08/02/2010

Eu ainda sou do tempo em que as pessoas iam à mercearia do Bairro [os mini, super e hiper-mercados eram coisa de estrangeiros] comprar não aquilo que verdadeiramente necessitavam mas tão só aquilo que o dinheiro de que dispunham permitia adquirir. No dia a dia, eram irrelevantes as preferências e os gostos de cada um. Comprava-se a fruta da época porque era a mais barata, pediam-se seis fatias de fiambre, quatro carapaus e, regra geral, as coisas eram embrulhadas em papel pardo que depois se aproveitava para absorver o excesso de óleo quando se fritava a comida.

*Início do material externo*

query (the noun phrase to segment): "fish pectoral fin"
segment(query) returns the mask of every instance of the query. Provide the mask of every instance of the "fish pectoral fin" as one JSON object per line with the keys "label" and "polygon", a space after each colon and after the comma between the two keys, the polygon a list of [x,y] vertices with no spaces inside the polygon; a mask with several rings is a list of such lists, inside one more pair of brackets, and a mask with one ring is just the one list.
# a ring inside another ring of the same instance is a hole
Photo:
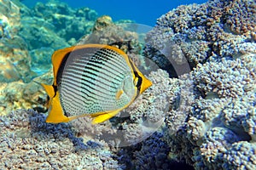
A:
{"label": "fish pectoral fin", "polygon": [[47,84],[44,84],[44,83],[41,83],[41,85],[44,88],[44,89],[49,98],[53,98],[55,96],[55,89],[52,85],[47,85]]}
{"label": "fish pectoral fin", "polygon": [[103,122],[104,121],[107,121],[112,117],[113,117],[114,116],[116,116],[120,110],[117,110],[114,111],[111,111],[111,112],[107,112],[102,115],[99,115],[97,116],[96,116],[93,121],[92,121],[92,124],[97,124],[100,122]]}
{"label": "fish pectoral fin", "polygon": [[60,122],[67,122],[69,121],[70,118],[64,115],[60,102],[59,92],[57,92],[56,95],[51,100],[49,115],[46,118],[46,122],[60,123]]}
{"label": "fish pectoral fin", "polygon": [[118,100],[120,99],[122,94],[124,94],[124,91],[123,90],[119,90],[116,94],[115,94],[115,99]]}

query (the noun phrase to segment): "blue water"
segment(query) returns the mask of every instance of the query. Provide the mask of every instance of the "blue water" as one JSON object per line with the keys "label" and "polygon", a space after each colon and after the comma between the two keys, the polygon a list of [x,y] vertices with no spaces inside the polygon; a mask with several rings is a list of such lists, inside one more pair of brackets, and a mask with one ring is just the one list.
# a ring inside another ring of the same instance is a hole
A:
{"label": "blue water", "polygon": [[[47,0],[24,0],[23,3],[32,7],[37,2],[46,3]],[[89,7],[95,9],[99,15],[110,15],[114,21],[123,19],[132,20],[137,23],[154,26],[162,14],[181,4],[203,3],[207,0],[64,0],[61,1],[73,8]]]}

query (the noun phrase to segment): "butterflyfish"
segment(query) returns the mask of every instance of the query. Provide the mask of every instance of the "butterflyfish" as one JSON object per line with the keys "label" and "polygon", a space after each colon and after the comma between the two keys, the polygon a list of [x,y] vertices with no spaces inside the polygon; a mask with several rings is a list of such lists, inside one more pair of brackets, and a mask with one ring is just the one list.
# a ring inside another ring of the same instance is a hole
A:
{"label": "butterflyfish", "polygon": [[67,122],[80,116],[100,123],[128,107],[152,85],[118,48],[85,44],[55,51],[54,82],[42,84],[49,97],[46,122]]}

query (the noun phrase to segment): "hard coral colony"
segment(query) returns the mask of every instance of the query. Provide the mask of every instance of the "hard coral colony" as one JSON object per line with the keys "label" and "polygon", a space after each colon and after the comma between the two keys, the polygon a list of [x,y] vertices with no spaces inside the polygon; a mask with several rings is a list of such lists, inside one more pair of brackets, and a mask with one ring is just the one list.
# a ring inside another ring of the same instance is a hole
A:
{"label": "hard coral colony", "polygon": [[[148,75],[153,85],[125,109],[131,116],[98,125],[89,117],[49,124],[44,114],[26,110],[45,110],[46,94],[29,82],[35,68],[83,35],[79,43],[113,44],[138,37],[110,17],[94,23],[96,13],[86,8],[38,3],[29,9],[9,0],[0,4],[0,42],[5,45],[0,65],[10,61],[0,68],[0,169],[256,169],[254,0],[182,5],[159,18],[143,48],[161,68]],[[142,49],[132,41],[114,45],[128,54]],[[192,71],[172,74],[186,64]],[[10,70],[19,76],[10,79]],[[41,79],[48,81],[49,74]],[[150,130],[159,124],[158,132]],[[120,132],[114,128],[122,129],[123,139],[110,138]]]}

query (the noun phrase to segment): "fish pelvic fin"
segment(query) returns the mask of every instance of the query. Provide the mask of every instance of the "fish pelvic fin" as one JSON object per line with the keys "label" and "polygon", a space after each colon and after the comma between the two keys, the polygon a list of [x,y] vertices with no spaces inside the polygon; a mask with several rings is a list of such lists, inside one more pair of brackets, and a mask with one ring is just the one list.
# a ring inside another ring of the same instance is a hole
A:
{"label": "fish pelvic fin", "polygon": [[71,121],[71,119],[64,115],[60,101],[59,92],[56,92],[56,95],[51,99],[51,104],[49,109],[49,114],[46,118],[46,122],[60,123],[67,122],[69,121]]}
{"label": "fish pelvic fin", "polygon": [[92,124],[97,124],[97,123],[103,122],[113,117],[119,111],[120,111],[120,110],[114,110],[114,111],[107,112],[107,113],[103,113],[102,115],[99,115],[92,120]]}

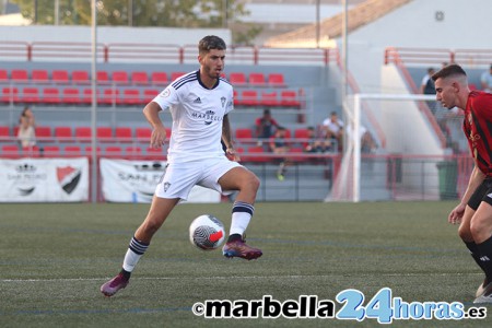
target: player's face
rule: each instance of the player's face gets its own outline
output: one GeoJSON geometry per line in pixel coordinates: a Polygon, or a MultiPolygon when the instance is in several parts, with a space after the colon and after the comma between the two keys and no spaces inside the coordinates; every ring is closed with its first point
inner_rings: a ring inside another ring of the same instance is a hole
{"type": "Polygon", "coordinates": [[[456,81],[450,79],[437,79],[435,81],[435,99],[441,102],[443,107],[450,109],[456,106],[459,89],[456,87],[456,81]]]}
{"type": "Polygon", "coordinates": [[[224,70],[225,50],[211,49],[206,56],[200,56],[202,73],[210,79],[219,79],[224,70]]]}

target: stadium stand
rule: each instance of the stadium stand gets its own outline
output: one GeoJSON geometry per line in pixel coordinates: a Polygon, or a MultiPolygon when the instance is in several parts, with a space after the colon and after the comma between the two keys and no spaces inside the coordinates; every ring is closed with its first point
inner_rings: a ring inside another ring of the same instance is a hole
{"type": "Polygon", "coordinates": [[[75,70],[72,72],[73,84],[90,84],[89,72],[85,70],[75,70]]]}
{"type": "Polygon", "coordinates": [[[67,70],[54,70],[51,72],[51,81],[57,84],[69,84],[69,72],[67,70]]]}
{"type": "Polygon", "coordinates": [[[10,72],[10,79],[15,83],[27,83],[30,78],[24,69],[14,69],[10,72]]]}
{"type": "Polygon", "coordinates": [[[0,83],[9,82],[9,73],[4,69],[0,69],[0,83]]]}
{"type": "Polygon", "coordinates": [[[31,81],[33,83],[49,83],[49,75],[47,70],[33,70],[31,72],[31,81]]]}
{"type": "Polygon", "coordinates": [[[248,81],[249,81],[249,85],[254,86],[254,87],[256,87],[256,86],[259,86],[259,87],[267,86],[267,81],[265,79],[265,74],[263,73],[258,73],[258,72],[249,73],[248,81]]]}

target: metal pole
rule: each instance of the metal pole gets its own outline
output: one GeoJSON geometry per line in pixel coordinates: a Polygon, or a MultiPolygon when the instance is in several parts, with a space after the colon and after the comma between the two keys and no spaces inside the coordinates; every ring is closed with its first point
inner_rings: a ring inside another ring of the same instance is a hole
{"type": "Polygon", "coordinates": [[[321,30],[321,13],[320,13],[320,2],[321,0],[316,1],[316,48],[319,48],[319,38],[320,38],[320,30],[321,30]]]}
{"type": "Polygon", "coordinates": [[[128,0],[128,26],[133,26],[133,0],[128,0]]]}
{"type": "Polygon", "coordinates": [[[91,127],[92,127],[92,180],[91,180],[91,194],[92,202],[97,202],[97,166],[98,159],[96,152],[96,108],[97,108],[97,97],[96,97],[96,77],[97,77],[97,11],[96,11],[96,0],[92,0],[92,67],[91,67],[91,83],[92,83],[92,108],[91,108],[91,127]]]}
{"type": "Polygon", "coordinates": [[[55,0],[55,25],[60,25],[60,0],[55,0]]]}

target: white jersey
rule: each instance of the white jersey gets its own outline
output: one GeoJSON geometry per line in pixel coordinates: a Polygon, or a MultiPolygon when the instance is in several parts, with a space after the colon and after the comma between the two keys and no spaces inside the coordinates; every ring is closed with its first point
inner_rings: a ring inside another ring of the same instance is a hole
{"type": "Polygon", "coordinates": [[[221,78],[213,89],[207,89],[200,72],[190,72],[172,82],[153,102],[173,117],[167,151],[171,163],[224,156],[222,121],[234,109],[233,87],[227,81],[221,78]]]}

Hoje, passados quase trinta anos, na mercearia do Bairro, voltei a recuar no tempo quando uma Senhora confrontada com o valor final das compras que tinha no saco, olhou para o dinheiro que trazia na mão e vagarosamente, com os olhos baixos, tirou duas batatas, três cenouras, um nabo, um shampoo e perguntou “E agora? Acha que chega?”.
Senti-me envergonhada por estar ali, por ter assistido a algo que não é bonito de se ver, porque a fragilidade dos outros não devia ter plateia, porque logo hoje não tinha dinheiro suficiente comigo, porque me lembrei da minha avó a pedir-me quase em silêncio “Hoje não pode ser querida. Talvez amanhã. Amanhã a avó compra-te aquelas bolachas, sim?.